Any new hypothesis or treatment in medicine should have a solid, logical, and explainable biophysiological basis. Any diagnostic test in relation to a new hypothesis and/or treatment should be evaluated for flaws and bias before it is ever applied.
At issue are the following: Is a test operator dependent? Was a gold standard used? Was the cutoff for sensitivity and specificity appropriate? What are the positive and negative likelihood ratios? Is the test appropriate for a specific population? But many more criteria need to be assessed, such as selection bias and sample size . None of these was considered for the Zamboni criteria for ultrasound color Doppler imaging.
Single-center experiences can be the start of a new intervention, but independent confirmation by at least one other independent source is mandatory. Lack of randomized data years after the introduction of a new medical treatment is unacceptable. Widespread acceptance of a new technique before good scientific evidence is available is dangerous, and it also makes any randomized trial very difficult: the initiator of such trials is often accused of unethical behavior by withholding a “proven” treatment to patients who need it. Advertisement of new and unproven medical treatments through the media and the Internet can potentially result in compromised patient safety. A fast accumulation of single-center publications, which are then used as a reference source for new publications from the same groups, bears resemblance to a Ponzi scheme.
Are we going to be more alert in the future—not to be too enthusiastic about a new but still unproven treatment in interventional radiology? I hope we will. However, the need of many physicians not to withhold from their patients what seems the best treatment available is understandable. However, absence of evidence is not the same as evidence of absence.
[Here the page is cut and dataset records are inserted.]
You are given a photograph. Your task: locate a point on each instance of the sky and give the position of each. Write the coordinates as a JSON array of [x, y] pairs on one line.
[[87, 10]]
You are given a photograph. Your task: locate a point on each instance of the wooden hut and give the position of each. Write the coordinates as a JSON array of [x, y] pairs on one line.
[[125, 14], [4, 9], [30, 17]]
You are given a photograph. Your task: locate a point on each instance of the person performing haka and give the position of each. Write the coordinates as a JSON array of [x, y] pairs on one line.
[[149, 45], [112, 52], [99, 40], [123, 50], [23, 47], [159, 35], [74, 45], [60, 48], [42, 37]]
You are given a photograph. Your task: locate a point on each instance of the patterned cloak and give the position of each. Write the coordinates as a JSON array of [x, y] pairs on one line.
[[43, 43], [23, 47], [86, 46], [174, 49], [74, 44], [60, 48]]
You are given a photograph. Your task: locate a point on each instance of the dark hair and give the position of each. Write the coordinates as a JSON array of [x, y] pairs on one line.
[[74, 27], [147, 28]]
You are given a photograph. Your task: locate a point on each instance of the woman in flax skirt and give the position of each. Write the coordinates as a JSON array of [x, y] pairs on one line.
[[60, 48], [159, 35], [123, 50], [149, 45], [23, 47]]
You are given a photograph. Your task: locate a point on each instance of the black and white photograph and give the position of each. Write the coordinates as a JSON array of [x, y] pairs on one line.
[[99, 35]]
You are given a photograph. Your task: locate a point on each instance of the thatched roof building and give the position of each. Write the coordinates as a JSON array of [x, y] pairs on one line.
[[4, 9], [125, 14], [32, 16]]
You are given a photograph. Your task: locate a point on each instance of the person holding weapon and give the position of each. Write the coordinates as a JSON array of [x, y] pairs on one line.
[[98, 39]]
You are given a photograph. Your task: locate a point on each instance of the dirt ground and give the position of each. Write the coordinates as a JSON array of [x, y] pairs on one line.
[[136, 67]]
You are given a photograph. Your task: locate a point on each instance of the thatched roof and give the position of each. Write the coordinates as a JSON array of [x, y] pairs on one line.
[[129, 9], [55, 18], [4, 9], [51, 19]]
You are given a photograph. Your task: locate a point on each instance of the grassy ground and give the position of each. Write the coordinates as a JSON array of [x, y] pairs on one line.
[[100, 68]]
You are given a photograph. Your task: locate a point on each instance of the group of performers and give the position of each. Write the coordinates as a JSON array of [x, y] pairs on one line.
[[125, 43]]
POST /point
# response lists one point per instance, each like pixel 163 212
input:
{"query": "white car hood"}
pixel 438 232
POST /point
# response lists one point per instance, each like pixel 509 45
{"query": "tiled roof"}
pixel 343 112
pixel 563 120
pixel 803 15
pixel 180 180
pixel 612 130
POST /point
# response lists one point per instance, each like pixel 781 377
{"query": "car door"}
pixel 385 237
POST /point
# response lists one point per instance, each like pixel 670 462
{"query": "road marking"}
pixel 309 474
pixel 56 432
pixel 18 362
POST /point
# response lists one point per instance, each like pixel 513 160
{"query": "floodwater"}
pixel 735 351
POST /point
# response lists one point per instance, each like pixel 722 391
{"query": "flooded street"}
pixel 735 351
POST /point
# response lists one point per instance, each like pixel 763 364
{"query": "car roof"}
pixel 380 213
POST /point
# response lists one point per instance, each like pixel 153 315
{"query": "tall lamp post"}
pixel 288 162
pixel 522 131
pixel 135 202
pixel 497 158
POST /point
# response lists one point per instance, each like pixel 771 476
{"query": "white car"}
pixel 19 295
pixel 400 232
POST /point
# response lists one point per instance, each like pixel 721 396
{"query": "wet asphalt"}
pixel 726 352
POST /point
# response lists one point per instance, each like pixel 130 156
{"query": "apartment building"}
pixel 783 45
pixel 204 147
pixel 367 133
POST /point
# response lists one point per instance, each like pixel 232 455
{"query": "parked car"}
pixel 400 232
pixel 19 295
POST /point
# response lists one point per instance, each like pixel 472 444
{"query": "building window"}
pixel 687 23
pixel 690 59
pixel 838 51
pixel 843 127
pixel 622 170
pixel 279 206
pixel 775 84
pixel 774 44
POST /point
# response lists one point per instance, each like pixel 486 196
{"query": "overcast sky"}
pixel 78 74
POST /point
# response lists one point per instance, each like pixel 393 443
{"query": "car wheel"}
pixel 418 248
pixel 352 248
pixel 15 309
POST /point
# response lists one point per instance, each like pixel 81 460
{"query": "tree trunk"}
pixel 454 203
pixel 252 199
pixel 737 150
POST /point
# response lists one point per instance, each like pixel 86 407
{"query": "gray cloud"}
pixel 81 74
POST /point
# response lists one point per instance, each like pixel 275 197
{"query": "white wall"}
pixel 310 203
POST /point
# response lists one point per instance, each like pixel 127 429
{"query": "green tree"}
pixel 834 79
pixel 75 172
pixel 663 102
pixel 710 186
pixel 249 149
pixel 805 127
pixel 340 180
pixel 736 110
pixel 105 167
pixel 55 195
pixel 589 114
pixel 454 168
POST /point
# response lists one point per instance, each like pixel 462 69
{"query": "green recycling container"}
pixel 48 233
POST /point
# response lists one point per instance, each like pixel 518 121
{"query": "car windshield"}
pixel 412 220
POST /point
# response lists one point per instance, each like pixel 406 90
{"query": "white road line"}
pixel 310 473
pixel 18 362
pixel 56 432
Health care providers never considered reimbursement for the “liberation treatment”—not even in Canada, were the media pressure was high. Currently the absence of evidence is the same as the absence of reimbursement. Therefore, we should also try to introduce any new interventional radiological techniques along the lines of evidence-based medicine to guarantee proper reimbursement for our patients.
Balloon angioplasty and stenting of the jugular vein for CCSVI should have been stopped 4 years ago as a result of insufficient evidence. This would have prevented false hope from gaining ground for MS patients and their physicians.